Aug 16, 2005 - 07:30:55 CDT
Associated Press Writer
By PETE YOSTBy PETE YOST
WASHINGTON - The Justice Department took the unusual step Monday of asking that a new judge be assigned to a 9-year-old lawsuit by American Indians seeking a century's worth of unpaid oil and gas royalties.
U.S. District Judge Royce Lamberth has been highly critical of the Interior Department for failing to identify how much money Indian tribes are owed.

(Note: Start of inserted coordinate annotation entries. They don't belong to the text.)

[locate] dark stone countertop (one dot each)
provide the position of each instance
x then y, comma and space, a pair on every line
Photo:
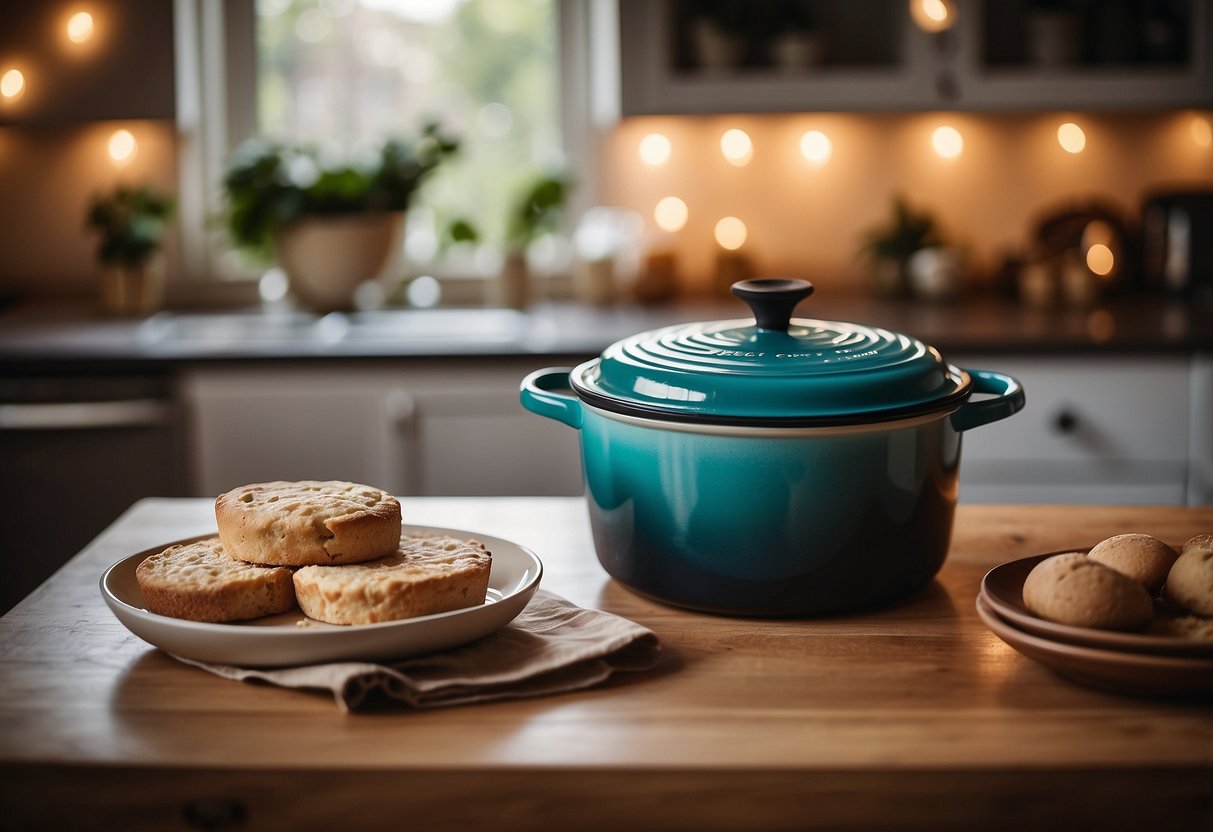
60, 336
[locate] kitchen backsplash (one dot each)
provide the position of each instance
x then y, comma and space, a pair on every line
807, 217
801, 217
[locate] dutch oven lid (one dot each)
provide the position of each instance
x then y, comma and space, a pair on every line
773, 370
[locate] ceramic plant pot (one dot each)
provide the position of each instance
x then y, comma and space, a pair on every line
770, 467
328, 257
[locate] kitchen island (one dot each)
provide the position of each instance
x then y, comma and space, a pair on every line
910, 717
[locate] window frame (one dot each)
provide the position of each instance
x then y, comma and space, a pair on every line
216, 112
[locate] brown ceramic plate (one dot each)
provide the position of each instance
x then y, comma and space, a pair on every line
1003, 590
1110, 670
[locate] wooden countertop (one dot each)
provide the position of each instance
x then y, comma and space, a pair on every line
915, 717
57, 336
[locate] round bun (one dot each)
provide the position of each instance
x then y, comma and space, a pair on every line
1202, 542
200, 582
1074, 590
1144, 558
1190, 582
426, 575
307, 523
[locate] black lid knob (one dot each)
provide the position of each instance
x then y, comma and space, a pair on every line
773, 300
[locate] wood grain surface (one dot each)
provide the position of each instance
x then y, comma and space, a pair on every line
911, 717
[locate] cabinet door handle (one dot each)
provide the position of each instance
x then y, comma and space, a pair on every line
84, 415
400, 408
1065, 421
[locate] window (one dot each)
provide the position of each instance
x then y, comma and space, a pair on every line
510, 78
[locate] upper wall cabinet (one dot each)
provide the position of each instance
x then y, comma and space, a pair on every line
779, 56
70, 62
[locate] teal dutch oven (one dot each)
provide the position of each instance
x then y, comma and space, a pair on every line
776, 466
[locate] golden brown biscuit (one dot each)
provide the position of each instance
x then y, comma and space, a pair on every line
425, 575
1190, 582
1144, 558
307, 523
200, 582
1074, 590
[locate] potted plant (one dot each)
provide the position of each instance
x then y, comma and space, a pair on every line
890, 248
331, 226
537, 210
130, 223
721, 33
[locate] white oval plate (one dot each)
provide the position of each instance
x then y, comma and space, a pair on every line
291, 638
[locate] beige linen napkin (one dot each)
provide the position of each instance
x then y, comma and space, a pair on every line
552, 647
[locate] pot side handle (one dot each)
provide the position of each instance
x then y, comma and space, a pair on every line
1008, 398
542, 392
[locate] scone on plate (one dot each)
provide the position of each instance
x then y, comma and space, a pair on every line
200, 582
307, 523
1190, 582
425, 575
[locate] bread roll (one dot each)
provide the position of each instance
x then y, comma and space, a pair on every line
1074, 590
1203, 542
307, 523
200, 582
1190, 582
1144, 558
425, 575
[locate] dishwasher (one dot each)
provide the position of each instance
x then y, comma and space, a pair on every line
77, 450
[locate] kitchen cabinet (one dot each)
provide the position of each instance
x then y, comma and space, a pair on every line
1000, 55
1097, 429
440, 427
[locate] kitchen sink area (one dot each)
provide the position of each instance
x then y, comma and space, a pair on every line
607, 415
168, 334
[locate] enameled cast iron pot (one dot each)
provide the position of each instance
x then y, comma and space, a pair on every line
770, 467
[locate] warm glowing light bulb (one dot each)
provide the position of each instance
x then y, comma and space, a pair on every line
1201, 131
1100, 260
933, 15
655, 149
730, 233
121, 146
80, 27
670, 214
12, 83
1071, 138
736, 147
947, 142
815, 146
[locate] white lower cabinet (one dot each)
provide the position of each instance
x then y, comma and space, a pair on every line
433, 428
1095, 429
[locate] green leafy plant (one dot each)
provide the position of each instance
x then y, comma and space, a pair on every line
907, 232
537, 210
130, 223
269, 186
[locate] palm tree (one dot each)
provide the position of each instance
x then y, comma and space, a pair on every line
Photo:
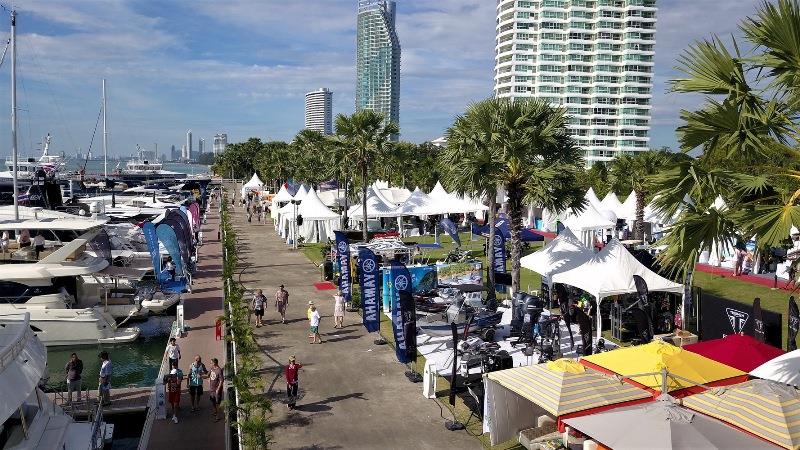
365, 134
633, 173
523, 146
746, 132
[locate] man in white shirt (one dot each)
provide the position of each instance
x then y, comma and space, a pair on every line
314, 319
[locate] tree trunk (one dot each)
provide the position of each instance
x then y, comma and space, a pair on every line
514, 205
364, 201
638, 232
490, 245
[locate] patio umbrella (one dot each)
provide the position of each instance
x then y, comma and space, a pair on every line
661, 425
739, 351
686, 370
564, 386
783, 369
764, 408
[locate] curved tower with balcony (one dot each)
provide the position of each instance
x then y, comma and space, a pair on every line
592, 57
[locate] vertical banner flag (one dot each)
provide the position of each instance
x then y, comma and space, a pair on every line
151, 237
368, 281
401, 280
499, 249
343, 255
758, 320
794, 324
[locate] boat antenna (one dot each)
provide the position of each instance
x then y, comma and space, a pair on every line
14, 108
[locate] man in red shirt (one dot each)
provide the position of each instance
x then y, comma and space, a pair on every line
292, 381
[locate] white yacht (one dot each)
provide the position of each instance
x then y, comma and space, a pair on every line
28, 418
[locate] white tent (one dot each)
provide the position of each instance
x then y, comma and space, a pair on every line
376, 208
254, 184
610, 202
783, 369
319, 222
563, 253
611, 272
627, 210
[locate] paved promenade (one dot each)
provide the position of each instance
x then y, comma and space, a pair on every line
353, 394
201, 309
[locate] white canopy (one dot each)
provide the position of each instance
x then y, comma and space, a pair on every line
283, 195
783, 369
301, 193
376, 208
610, 202
563, 253
627, 210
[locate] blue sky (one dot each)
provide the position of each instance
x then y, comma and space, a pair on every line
243, 66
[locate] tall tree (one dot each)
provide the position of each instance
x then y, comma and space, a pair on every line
366, 135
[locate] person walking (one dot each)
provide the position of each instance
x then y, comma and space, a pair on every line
74, 369
104, 386
314, 328
338, 310
281, 302
173, 352
292, 381
259, 304
216, 383
172, 387
197, 371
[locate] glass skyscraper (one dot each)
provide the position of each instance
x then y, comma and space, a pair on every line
378, 59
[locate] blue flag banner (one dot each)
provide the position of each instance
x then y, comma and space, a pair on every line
151, 238
401, 281
450, 228
368, 281
499, 249
343, 257
167, 237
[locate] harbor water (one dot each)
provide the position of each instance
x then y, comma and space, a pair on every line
135, 364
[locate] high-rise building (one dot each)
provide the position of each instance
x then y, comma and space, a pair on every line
220, 142
189, 154
592, 57
319, 111
378, 59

Last year the judge held Interior Secretary Gale Norton in contempt of court.
Lamberth's "legal errors and unconventional case management" are impeding an accounting of the royalties, the Justice Department said in a 20-page filing asking a federal appeals court to order a change in judges.

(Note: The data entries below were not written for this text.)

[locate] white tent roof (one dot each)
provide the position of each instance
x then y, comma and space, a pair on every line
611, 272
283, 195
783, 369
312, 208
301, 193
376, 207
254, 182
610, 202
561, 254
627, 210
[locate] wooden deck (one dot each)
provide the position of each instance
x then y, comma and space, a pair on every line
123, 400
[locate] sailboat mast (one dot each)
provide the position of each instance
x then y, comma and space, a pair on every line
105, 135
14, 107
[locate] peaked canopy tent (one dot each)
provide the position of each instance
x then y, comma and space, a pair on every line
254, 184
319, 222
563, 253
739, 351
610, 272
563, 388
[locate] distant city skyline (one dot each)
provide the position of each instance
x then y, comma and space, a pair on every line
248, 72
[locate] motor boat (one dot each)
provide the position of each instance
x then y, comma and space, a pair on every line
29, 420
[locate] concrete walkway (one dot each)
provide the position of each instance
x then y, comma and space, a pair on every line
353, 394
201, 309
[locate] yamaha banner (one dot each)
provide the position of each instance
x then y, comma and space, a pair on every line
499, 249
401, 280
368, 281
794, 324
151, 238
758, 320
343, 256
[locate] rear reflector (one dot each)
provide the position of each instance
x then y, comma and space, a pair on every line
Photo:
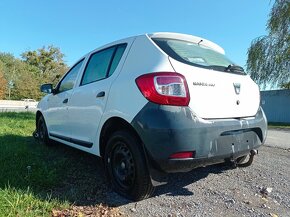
164, 88
181, 155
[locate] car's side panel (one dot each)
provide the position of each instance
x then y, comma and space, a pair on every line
125, 99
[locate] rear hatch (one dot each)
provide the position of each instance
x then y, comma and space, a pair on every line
217, 87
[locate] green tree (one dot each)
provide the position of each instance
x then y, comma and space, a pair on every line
3, 83
47, 60
269, 55
26, 78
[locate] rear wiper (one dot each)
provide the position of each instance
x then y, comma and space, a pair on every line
234, 68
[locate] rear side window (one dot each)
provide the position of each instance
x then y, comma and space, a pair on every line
118, 55
197, 55
98, 66
103, 64
69, 80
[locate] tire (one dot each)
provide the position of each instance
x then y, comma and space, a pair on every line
42, 132
241, 159
126, 167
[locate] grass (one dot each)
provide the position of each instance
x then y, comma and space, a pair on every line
278, 125
36, 180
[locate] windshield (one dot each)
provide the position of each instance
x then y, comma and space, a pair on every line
197, 54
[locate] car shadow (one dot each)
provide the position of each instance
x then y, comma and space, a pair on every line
66, 174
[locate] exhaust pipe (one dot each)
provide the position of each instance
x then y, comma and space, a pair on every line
250, 161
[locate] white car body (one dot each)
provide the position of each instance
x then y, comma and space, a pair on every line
222, 104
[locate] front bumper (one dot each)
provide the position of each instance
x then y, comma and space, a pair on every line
166, 130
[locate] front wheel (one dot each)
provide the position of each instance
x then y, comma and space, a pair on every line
126, 167
42, 131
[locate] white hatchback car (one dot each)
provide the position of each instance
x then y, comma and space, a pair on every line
154, 104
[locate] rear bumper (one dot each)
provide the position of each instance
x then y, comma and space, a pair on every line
166, 130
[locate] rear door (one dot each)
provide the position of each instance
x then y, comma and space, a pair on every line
88, 101
56, 115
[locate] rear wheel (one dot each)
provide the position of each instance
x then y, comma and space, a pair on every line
126, 167
42, 131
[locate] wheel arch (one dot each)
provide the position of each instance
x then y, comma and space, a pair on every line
37, 116
112, 125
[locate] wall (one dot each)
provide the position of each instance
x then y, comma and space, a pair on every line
276, 105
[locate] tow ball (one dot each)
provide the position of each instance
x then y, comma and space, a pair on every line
235, 163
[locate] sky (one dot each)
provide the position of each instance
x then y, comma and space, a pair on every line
77, 27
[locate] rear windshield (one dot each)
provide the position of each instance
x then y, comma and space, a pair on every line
197, 55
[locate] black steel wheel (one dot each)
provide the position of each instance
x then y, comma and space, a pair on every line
126, 167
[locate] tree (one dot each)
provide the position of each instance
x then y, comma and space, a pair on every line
3, 83
269, 55
26, 79
286, 85
47, 60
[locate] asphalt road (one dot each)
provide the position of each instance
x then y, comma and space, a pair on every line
278, 138
223, 191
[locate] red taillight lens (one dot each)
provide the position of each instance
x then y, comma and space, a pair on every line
181, 155
165, 88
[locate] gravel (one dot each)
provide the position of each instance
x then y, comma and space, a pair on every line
263, 189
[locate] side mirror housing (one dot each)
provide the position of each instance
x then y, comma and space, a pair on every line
46, 88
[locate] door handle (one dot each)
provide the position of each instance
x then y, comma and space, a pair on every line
101, 94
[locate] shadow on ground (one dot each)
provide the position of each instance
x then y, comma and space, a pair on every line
72, 175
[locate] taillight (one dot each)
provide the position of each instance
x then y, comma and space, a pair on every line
165, 88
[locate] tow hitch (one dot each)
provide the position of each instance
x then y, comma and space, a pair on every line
251, 158
234, 162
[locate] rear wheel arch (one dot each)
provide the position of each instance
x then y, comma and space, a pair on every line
37, 116
112, 125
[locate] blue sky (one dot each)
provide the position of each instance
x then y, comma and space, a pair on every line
77, 27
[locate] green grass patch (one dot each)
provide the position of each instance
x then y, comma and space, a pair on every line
35, 179
278, 125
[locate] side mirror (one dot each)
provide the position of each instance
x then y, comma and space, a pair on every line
46, 88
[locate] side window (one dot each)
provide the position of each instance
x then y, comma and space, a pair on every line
69, 80
118, 55
98, 66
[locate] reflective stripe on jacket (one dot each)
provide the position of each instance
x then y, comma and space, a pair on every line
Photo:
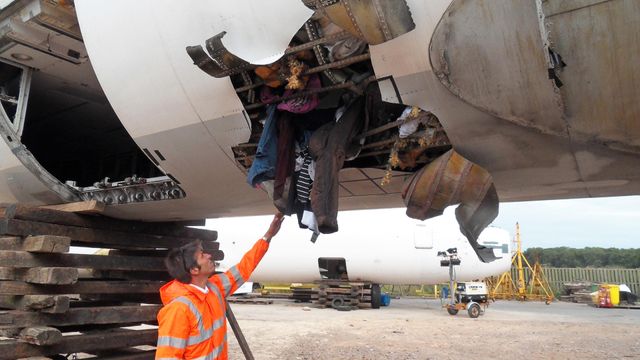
192, 325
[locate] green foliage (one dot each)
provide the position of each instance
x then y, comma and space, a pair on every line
587, 257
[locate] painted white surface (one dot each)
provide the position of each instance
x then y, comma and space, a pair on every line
378, 251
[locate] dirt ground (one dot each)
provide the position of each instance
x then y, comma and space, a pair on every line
421, 329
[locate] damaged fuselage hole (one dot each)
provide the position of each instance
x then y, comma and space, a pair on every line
323, 72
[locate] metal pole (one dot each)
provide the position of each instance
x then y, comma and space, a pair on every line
238, 333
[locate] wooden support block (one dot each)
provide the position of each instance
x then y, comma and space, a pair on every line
10, 243
174, 229
41, 335
128, 354
51, 275
98, 262
82, 207
7, 273
93, 316
82, 287
11, 350
92, 236
45, 303
47, 244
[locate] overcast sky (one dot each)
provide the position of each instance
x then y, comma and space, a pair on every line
599, 222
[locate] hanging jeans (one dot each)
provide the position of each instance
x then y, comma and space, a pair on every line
328, 146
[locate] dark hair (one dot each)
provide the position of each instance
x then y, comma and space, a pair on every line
180, 261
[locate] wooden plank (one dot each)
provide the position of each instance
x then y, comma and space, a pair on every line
123, 275
41, 335
7, 273
81, 316
98, 262
127, 354
51, 275
12, 349
176, 229
45, 303
90, 236
81, 207
81, 287
46, 244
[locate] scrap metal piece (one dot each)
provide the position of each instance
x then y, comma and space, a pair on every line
375, 21
220, 62
451, 179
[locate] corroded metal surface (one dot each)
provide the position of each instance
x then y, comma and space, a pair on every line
375, 21
221, 62
449, 180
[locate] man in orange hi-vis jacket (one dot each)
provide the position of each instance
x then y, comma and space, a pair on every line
192, 323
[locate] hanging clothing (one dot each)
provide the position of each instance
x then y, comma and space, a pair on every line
303, 185
192, 324
328, 146
264, 163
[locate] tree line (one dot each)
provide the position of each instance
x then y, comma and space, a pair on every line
588, 257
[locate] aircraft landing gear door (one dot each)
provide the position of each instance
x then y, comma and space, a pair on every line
423, 236
333, 268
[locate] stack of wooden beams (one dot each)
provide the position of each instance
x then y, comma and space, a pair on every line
104, 304
351, 294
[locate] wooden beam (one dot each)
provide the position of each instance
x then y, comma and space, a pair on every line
51, 275
46, 244
41, 243
115, 239
96, 262
81, 287
41, 335
81, 207
12, 349
81, 316
45, 303
175, 229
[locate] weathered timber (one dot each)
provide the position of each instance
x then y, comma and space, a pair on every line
129, 354
88, 236
176, 229
41, 335
150, 298
41, 243
7, 273
81, 287
50, 275
44, 303
210, 246
46, 243
123, 275
81, 316
98, 262
81, 207
12, 349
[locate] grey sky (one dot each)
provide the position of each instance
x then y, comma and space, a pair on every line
596, 222
599, 222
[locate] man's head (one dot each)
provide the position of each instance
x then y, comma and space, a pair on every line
189, 261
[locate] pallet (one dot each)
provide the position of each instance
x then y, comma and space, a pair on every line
46, 292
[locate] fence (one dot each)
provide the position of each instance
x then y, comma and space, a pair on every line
558, 276
555, 276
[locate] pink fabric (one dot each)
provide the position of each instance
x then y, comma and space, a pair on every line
304, 104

The Justice Department said that a July 12, 2005, ruling by Lamberth "is unlike any other judicial opinion that we have ever seen."
The department criticized Lamberth for making a "gratuitous reference" to murder, dispossession, forced marches and other incidents of cultural genocide against the Indians.
Lamberth's ruling, the Justice Department complained, described the Interior Department to be a "dinosaur - the morally and culturally oblivious hand-me-down of a disgracefully racist and imperialist government that should have been buried a century ago, the last pathetic outpost of the indifference and anglocentrism we thought we had left behind."
In 1994, Congress found problems with the Interior Department's administration of 260,000 Indian trust accounts containing $400 million.
The Indians allege the department mismanaged oil, gas, grazing, timber and other royalties from their lands dating to 1887.